Above all else, the three-plus hour awards show reminds audiences how many distinct types of people it takes to pull off a feature film. Beyond the main cast, there are masses of behind-the-scenes pros without whom there would be no blockbuster hits.
Conference calls may not take 12 years to produce or gross more than $200 million, but they do take a well-rounded team to produce. Here’s a look at the different types of people who contribute to a successful conference—seen through an Oscar lens.
1. The Director
Everything from three-hour biopics to 30-second commercials needs a smart director, and the same goes for conference calls. When it comes to meetings, this is the person in charge of assembling a diverse group of people and kicking off the action.
This is the leader who scheduled the conference call, comes prepared to make introductions and help break the ice among unfamiliar attendees and brings the conversation back on track if attentions are diverted.
2. The Screenwriter
Most actors can’t improvise their way through a feature-length shoot. In both movies and conference calls, scripts are essential to running an organized, thoughtful production. The conference “screenwriter” collaborates closely with the director to create a detailed agenda, take notes during the meeting and documents any important decisions made or questions brought up for future check-ins.
3. The Star of the Show
If the director is most visible at the beginning and end of a meeting, the lead actor or actress is responsible for carrying out everything in between. Once the director yells “action,” the lead is always ready to execute lines (or run through the agenda) and keep the discussion moving forward.

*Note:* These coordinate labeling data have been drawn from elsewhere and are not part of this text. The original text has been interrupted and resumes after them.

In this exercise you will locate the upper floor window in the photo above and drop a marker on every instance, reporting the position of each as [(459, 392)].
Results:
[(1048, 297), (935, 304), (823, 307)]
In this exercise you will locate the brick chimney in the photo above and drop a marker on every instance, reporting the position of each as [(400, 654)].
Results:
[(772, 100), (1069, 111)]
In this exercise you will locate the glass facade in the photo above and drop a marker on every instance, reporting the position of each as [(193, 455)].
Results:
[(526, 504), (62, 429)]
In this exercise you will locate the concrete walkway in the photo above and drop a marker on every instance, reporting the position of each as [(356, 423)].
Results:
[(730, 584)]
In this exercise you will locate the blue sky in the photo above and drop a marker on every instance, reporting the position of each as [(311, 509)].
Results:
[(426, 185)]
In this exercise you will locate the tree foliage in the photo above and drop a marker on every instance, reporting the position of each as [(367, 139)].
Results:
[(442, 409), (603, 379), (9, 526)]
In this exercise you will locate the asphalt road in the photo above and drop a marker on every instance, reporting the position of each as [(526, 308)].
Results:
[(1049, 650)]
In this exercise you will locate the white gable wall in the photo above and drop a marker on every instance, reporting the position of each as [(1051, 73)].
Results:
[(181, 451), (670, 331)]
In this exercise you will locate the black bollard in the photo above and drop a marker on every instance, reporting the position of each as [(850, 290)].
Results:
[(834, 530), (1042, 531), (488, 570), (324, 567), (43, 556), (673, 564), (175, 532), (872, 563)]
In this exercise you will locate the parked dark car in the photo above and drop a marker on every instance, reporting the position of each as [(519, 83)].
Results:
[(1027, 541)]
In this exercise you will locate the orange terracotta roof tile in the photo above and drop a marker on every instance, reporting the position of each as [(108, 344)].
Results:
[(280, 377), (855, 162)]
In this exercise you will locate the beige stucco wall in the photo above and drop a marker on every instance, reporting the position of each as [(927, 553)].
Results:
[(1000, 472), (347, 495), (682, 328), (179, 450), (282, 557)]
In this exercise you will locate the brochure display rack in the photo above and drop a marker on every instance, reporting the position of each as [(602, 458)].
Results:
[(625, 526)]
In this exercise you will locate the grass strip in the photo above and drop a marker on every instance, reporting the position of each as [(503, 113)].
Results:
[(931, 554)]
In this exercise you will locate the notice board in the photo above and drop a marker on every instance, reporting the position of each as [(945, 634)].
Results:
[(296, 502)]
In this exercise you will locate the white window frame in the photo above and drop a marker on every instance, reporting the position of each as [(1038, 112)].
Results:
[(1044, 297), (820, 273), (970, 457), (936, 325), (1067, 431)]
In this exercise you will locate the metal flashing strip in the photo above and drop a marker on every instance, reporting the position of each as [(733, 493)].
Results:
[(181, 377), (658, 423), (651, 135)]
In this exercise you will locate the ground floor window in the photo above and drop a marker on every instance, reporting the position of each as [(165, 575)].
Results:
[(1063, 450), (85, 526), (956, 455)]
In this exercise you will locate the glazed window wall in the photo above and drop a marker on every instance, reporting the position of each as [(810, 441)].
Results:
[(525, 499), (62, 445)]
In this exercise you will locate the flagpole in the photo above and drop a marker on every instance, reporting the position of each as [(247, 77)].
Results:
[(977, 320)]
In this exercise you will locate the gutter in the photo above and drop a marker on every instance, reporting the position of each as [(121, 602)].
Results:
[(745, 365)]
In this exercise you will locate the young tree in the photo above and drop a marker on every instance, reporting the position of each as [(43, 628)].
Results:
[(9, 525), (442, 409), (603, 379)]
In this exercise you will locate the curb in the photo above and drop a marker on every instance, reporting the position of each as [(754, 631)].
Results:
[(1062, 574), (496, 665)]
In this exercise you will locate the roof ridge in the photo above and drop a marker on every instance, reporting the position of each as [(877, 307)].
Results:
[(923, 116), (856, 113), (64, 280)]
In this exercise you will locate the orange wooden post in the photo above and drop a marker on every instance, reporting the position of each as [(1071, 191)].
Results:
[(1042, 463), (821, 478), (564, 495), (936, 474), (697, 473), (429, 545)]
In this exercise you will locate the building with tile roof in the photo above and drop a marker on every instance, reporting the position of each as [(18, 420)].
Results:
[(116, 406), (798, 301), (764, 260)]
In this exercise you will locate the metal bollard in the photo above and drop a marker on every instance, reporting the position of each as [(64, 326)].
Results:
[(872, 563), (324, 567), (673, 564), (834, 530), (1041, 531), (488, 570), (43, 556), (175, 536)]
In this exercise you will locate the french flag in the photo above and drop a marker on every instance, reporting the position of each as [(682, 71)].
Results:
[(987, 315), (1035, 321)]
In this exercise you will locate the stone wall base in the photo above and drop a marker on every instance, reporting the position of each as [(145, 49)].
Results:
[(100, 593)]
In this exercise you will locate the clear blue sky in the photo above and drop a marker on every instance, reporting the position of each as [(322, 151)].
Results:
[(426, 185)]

He or she isn’t one to hog the spotlight, however. A strong lead knows when to call on other attendees to add new perspective and keep other participants engaged.
4. The Supporting Cast
Supporting characters in film aren’t accountable for every plot twist and turn, but they do bring necessary complexity or comic relief to whatever scenes they’re in. During a conference call, the supporting players are there to weigh in on—and add color to—specific agenda topics.
He or she might be a subject matter expert, or the sole representative from a particular department, who offers insight the lead actor or actress can’t.
5. The Cinematographer
Turning raw footage and b-roll into a fluid, aesthetically appealing movie takes more than magic; it takes a smart cinematography team. If audiences can’t detect the technical edits and minute effects cinematographers make during post-production, they’re doing their job right.
Conference call service providers play a similar behind-the-scenes role. Their audio/video technology and infrastructure ensure optimal call quality—regardless of where attendees dial in from or what device they’re using—for a seamless meeting experience.